Every Thursday, we have family night dinner.  These dinners usually involve great wine, lots of laughter and interesting discussions.  Last night we talked about sunk costs in regards to a software project.

I am fascinated about sunk costs and how our brains make decisions.  Basically it looks like this;

I invested x so far in building this website.  It is not working.  I am unwilling to change the developer because of the x I invested.

Our brains become focused on the irreversible loss.  We forget that the money is gone.  In the process we forget that of greater concern is the potential additional costs if we stay on this path.  How much more money will this cost???
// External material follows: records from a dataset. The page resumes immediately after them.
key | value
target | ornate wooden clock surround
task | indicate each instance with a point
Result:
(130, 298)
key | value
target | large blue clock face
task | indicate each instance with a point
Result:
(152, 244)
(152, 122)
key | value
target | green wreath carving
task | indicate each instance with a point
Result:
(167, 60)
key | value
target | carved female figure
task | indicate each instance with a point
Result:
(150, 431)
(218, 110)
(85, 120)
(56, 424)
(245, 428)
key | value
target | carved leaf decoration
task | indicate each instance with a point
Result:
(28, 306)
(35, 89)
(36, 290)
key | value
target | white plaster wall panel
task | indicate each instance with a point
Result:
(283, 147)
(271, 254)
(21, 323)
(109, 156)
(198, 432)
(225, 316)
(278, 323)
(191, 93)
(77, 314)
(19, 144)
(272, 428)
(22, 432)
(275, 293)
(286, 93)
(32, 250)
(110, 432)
Now this topic is not about only money.  It might be about training time, the coach currently advising you or your relationship.  All of it has associated costs that can involve money, intellectual energy and emotional energy.

I ask myself quite a bit about how sunk costs influence my decision making in business and training. Today I had a new lesson in sunk costs.  When the auto market tanked, I did something I thought I would never do, and bought some shares of Ford.  Now before I continue, I am not advocating that investors buy stocks on their own.  I always recommend mutual funds with low costs to diversify your risk (Vanguard).

I won’t bore you with the reasons why I purchased an old school company but with a bit of luck our return was over 166% as of yesterday.  In the last few weeks, I have been doing some research considering whether or not to sell.  Again, I had some good reasons to sell.  I took a family vote and the vote resulted in sell.

Did I sell?  N0.  I knew Ford was reporting earnings today and I decided to roll the dice.  I rolled wrong and we will take a hit on our profits.  There will also be hell to pay when my family finds out.

Why didn’t I pull the trigger?  Greed.  I saw all of my gains from the perspective of sunk costs.   I forgot that there are no profits unless you sell.  This tendency shows up in my investing, my business and my training.  I tend to be conservative in all three areas of my life and reluctant to take the profits.

Why is this relevant to training?  This week I blew up during my cycling workout.  It was a go for broke 2×15 minutes at watts (power) in excess of my most recent 20 minute test.  It hurt to fail and I was angry and embarrassed.  I rarely if ever have blown a workout.

It has made me think about how much I avoid excessive risk taking.  I hate failing.  If you know me, or you read my blog, you can see that I have a long string of PR’s in my races.  There are no bonks, DNF’s etc.  I work hard but I never put it all out there.  I think part of the reason why is that I have a lot of sunk costs running through my head which include;

  • training time
  • expense of race
  • expense of my bike
  • expense of travel
  • expense of coaching
  • emotional need to do well

Now these are all good reasons to do well.  But maybe, just maybe, to get to Kona, I need to start being less cautious and risk blowing up more workouts.  Maybe it is time to race hard and risk the DNF.

I need to take the profits of my training and stop getting sunk in more ways than one.

2 Replies to "Sunk"

  • comment-avatar
    "the uncoachable"
    January 28, 2011 (7:00 pm)

    word. starting to speak my language, sue. made me smile to read your blog today.

    • comment-avatar
      January 30, 2011 (6:19 pm)

      Now you made my day…thank you!